Por tudo isso e pelo mais que consta do documento em apreço, extrai-se esta alarmante conclusão: “O SNS está a afundar-se” e “os hospitais estão cada vez mais aprisionados pelas ARS e pelo Ministério da Saúde”, sendo que este está totalmente manietado pelo Ministério das Finanças (MF).

Resulta, pois, do dito relatório esta ideia força: na prática, na área da saúde, tudo se passa como se Portugal não se tivesse ainda libertado da intervenção externa e como se a defunta Troika tivesse sido substituída pelo todo poderoso e centralista MF.

E pode também retirar-se uma outra ilação: enquanto se não empreender uma verdadeira reforma do Estado e da Administração Pública, jamais em Portugal será possível a certeza de que valorizar a saúde dos portugueses representa um verdadeiro investimento no que de mais importante tem o país – as pessoas.

Nesta ordem de ideias, intui-se bem que congelar as reformas dos hospitais e dos cuidados de saúde é congelar o desenvolvimento nacional e limitar de forma inadmissível o direito fundamental à saúde e o respeito devido à dignidade humana.
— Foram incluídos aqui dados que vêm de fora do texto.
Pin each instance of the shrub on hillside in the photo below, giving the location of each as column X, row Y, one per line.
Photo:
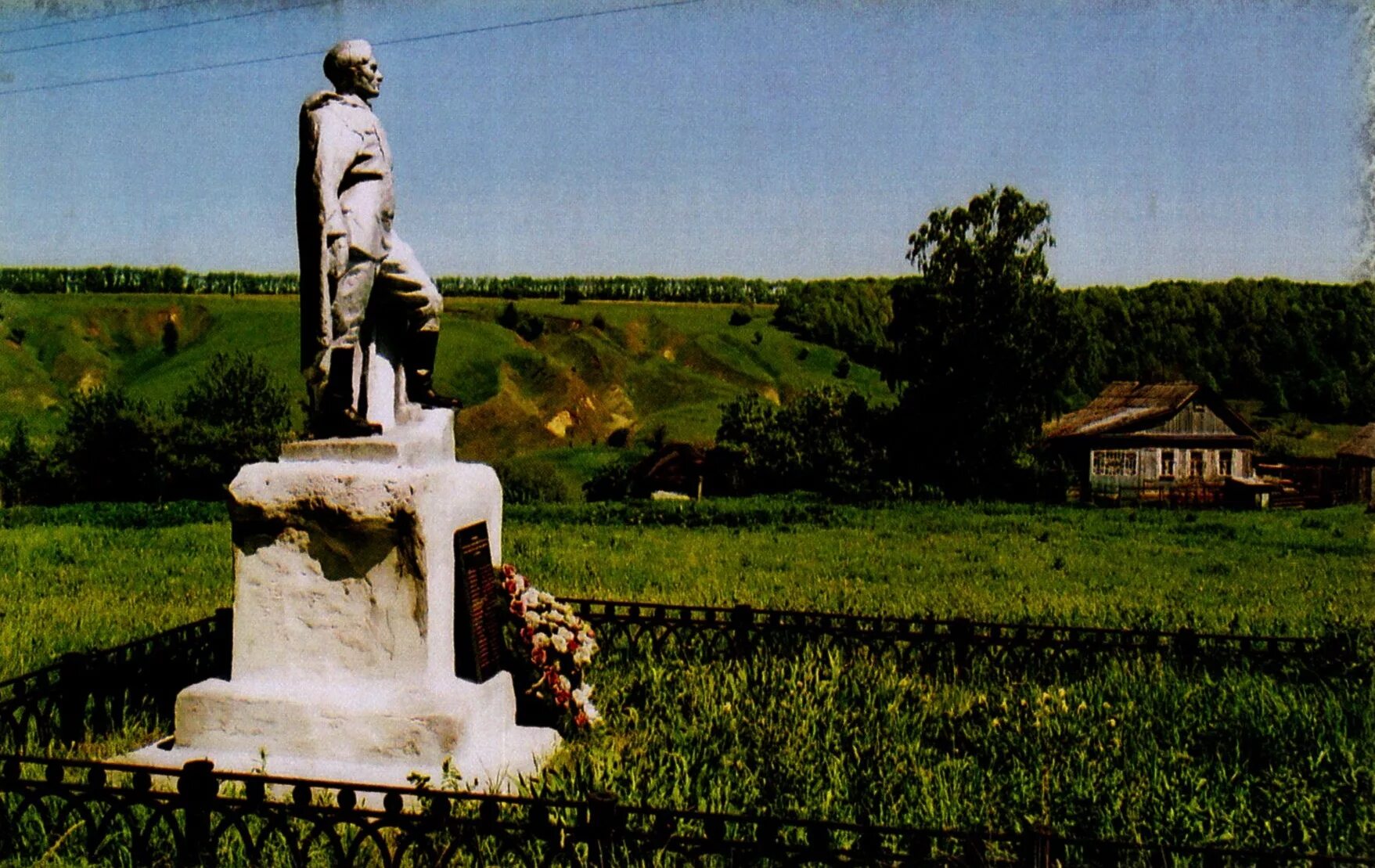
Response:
column 113, row 448
column 236, row 413
column 826, row 441
column 25, row 476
Eis porque o garrote financeiro à saúde, que o Relatório da OPSS confirma, deve ser eliminado sob pena de pôr em crise o próprio SNS, sem dúvida uma das maiores conquistas democráticas do regime abrilista.

Seria uma triste ironia do destino que uma das forças políticas que mais contribuiu para a criação deste serviço público – que teve justamente no recém falecido Dr. António Arnault o seu mentor e o seu mais estrénuo lutador – fosse agora o seu principal coveiro. Sobretudo depois do aviso sério e bem fundamentado do aludido Relatório de Primavera.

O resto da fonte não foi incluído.